Da allora mi sono messo sulle sue tracce ma con scarsi risultati. A distanza di anni i compagni socialisti mi assicurarono che quando sbaraccarono la sede di via Turrisi, tutti i documenti e i diversi quadri che vi si trovavano furono portati via dal segretario Romeo. Compresa una testa in terracotta raffigurante Garibaldi, opera del compagno Peppe Occorso.
Ho scritto diverse volte al benemerito ragioniere Romeo: mail, raccomandate, anche sul suo profilo facebook (post immediatamente rimosso) ma alle mie reiterate domande, tese a sapere che fine avesse fatto il quadro di Matteotti e se era vero che si trovasse a casa sua, Romeo ha sempre ostentato un silenzio tombale che parla e si commenta da sé. E dà delle risposte che conferiscono certezze alle domande.
Visto che tutti questi tentativi non hanno prodotto alcun effetto mi sono rivolto anche al fratello, chiedendogli la stessa cosa, pensando che potesse indurlo a più miti consigli e illudendomi di avere una risposta. Ma il risultato è stato sempre lo stesso. Silenzio.

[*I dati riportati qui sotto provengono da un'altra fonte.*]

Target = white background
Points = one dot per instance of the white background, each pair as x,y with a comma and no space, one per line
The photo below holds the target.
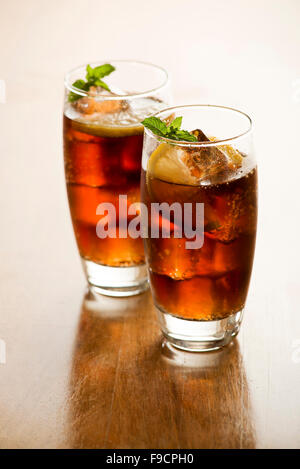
243,54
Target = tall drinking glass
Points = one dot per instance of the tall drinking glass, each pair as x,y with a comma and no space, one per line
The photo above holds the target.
103,138
201,203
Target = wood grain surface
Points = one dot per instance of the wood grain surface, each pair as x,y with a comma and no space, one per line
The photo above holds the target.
83,371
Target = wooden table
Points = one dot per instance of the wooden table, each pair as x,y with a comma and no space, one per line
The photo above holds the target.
88,372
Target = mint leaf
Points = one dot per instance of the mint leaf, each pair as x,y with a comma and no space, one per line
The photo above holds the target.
184,135
172,131
156,126
103,70
176,123
93,78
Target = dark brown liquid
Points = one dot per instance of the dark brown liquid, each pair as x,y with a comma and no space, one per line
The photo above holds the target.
98,169
211,282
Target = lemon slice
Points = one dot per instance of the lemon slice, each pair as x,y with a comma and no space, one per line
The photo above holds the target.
166,163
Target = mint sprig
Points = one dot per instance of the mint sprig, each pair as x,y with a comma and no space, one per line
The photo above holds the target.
93,78
172,131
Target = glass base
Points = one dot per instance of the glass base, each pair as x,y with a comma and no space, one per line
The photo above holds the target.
199,336
116,281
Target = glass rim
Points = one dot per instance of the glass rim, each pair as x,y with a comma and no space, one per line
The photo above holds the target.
201,144
83,93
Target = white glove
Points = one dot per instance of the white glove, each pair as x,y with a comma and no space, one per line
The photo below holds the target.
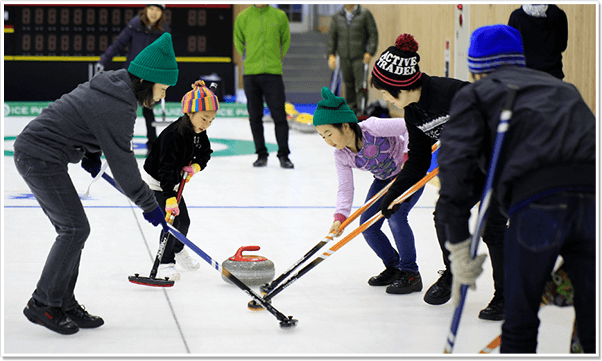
464,268
98,67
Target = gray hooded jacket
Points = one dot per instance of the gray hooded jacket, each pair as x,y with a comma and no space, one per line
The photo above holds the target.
97,116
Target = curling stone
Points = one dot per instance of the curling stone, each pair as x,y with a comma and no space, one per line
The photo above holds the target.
252,270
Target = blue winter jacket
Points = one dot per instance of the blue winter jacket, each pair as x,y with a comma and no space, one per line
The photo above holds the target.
136,36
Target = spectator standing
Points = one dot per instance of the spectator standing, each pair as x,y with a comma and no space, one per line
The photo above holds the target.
545,32
262,37
353,35
141,31
545,181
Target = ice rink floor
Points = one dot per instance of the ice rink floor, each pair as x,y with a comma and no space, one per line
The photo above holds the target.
232,204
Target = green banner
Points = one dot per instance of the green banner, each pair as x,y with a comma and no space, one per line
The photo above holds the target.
172,109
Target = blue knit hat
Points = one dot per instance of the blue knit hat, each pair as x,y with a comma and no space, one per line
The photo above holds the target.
333,109
495,45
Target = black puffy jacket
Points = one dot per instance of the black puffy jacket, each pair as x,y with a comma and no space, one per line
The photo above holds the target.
550,143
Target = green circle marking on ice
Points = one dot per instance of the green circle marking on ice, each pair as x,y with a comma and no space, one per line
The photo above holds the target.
233,147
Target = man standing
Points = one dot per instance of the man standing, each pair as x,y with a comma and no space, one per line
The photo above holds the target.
544,30
545,181
262,37
353,35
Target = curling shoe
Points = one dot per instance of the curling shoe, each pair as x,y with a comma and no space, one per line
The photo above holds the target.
53,318
168,270
385,278
440,291
261,161
286,163
406,282
187,262
83,319
494,311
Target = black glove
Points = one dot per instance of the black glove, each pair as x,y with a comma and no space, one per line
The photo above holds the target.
156,217
389,197
91,163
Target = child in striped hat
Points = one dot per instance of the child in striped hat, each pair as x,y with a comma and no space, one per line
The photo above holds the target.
182,146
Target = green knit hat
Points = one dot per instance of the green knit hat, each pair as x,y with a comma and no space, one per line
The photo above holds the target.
157,62
333,109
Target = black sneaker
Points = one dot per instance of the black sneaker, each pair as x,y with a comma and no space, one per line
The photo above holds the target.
407,282
261,162
494,311
385,278
286,163
52,318
440,291
83,319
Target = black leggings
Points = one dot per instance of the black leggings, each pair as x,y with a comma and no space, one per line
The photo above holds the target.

Ora qui, al cospetto della platea di lettori di questo blog vorrei chiedere in termini ultimativi all’ex sindaco Romeo se ha intenzione di continuare ad avvalersi della facoltà di non rispondere o se, invece, non ritenga di rompere questo eloquente silenzio e mettere fine a questa antipatica faccenda. Ovviamente a me non interessa venire in possesso del quadro, interessa invece che venga onorata la volontà del suo legittimo proprietario, l’antifascista Rosario Antonio Genchi, che, caduto il fascismo, volle donarlo alla sezione di quel partito della cui ideologia era assolutamente pervaso. Non esistendo più la sezione socialista, ritengo che la sua collocazione naturale sia, non già dove si trova indebitamente da trent’anni, ma insieme agli altri quadri del fondo Paolo Cicero istituito presso il Museo Civico di Castelbuono.